La sede del Consiglio regionale della Sardegna a Cagliari

La sede del Consiglio regionale della Sardegna a Cagliari - Ansa

L’arcivescovo di Cagliari chiarisce il punto-chiave: la cura totale, spiega, «è quella che si interessa dell’integrità fisica, degli aspetti affettivi, della cura domiciliare, della terapia del dolore e del coinvolgimento del terzo settore. In generale stiamo parlando delle cure palliative». Baturi ricorda che la legge di bilancio del 2022 «prevedeva l’obiettivo di raggiungere il 90% di copertura rispetto ai malati terminali. Su tutto il territorio nazionale registriamo una forte disparità di trattamento tra le Regioni. In Trentino la copertura è oltre il 70%, in Sardegna non raggiunge il 5%».

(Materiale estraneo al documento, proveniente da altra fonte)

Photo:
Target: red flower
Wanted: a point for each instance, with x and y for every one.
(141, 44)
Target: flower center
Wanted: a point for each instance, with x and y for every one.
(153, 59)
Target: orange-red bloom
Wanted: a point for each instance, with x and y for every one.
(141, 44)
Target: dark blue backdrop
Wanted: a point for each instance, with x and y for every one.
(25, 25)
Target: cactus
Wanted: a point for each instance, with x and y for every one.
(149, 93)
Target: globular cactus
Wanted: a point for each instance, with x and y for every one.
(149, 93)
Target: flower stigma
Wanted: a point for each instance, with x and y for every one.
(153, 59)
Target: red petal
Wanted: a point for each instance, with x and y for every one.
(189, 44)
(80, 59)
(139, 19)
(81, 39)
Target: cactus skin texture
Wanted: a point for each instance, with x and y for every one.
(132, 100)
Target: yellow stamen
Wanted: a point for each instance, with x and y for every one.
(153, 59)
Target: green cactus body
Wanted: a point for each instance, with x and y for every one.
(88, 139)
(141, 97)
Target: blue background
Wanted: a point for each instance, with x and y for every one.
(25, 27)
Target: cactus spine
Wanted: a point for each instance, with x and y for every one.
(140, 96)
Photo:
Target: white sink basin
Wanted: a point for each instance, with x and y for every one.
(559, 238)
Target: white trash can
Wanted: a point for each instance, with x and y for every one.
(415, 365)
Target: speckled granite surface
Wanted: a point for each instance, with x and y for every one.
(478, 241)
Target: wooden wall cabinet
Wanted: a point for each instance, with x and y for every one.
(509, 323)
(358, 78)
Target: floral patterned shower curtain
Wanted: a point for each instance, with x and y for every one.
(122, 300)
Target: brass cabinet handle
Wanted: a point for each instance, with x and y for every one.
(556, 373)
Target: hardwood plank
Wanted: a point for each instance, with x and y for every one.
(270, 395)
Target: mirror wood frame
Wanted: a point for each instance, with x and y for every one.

Parlare di aiuto al suicidio quando manca chiaramente l’aiuto a vivere è come scegliere una scorciatoia senza ascoltare la domanda di cura: «In Sardegna, come in altre Regioni – aggiunge Baturi –, manca un piano territoriale per l’istituzione degli hospice. C’è tanto da fare per sostenere un paziente terminale. Penso al ruolo decisivo che potrebbero svolgere le realtà associative per il sostegno morale, spirituale e psicologico del paziente che si trova di fronte al “dolore totale”. Ribadisco: il nostro problema non deve essere quello di agevolare la morte e di creare condizioni per cui la si scelga. Lo spessore della nostra civiltà si misura sulla capacità di garantire una cura anche quando non c’è guarigione per fare in modo che nessuno venga abbandonato».

Un punto fermo assunto anche dalla Corte Costituzionale, che «non ha voluto affermare un diritto alla morte equivalente al diritto alla vita. Si deve ragionare in termini di eccezione». Perché «il fine vita richiede la dignità del vivere». «Non invochiamo una “legge cattolica”»: «Il problema è quale sia l’obiettivo» e «la cultura che vogliamo sviluppare».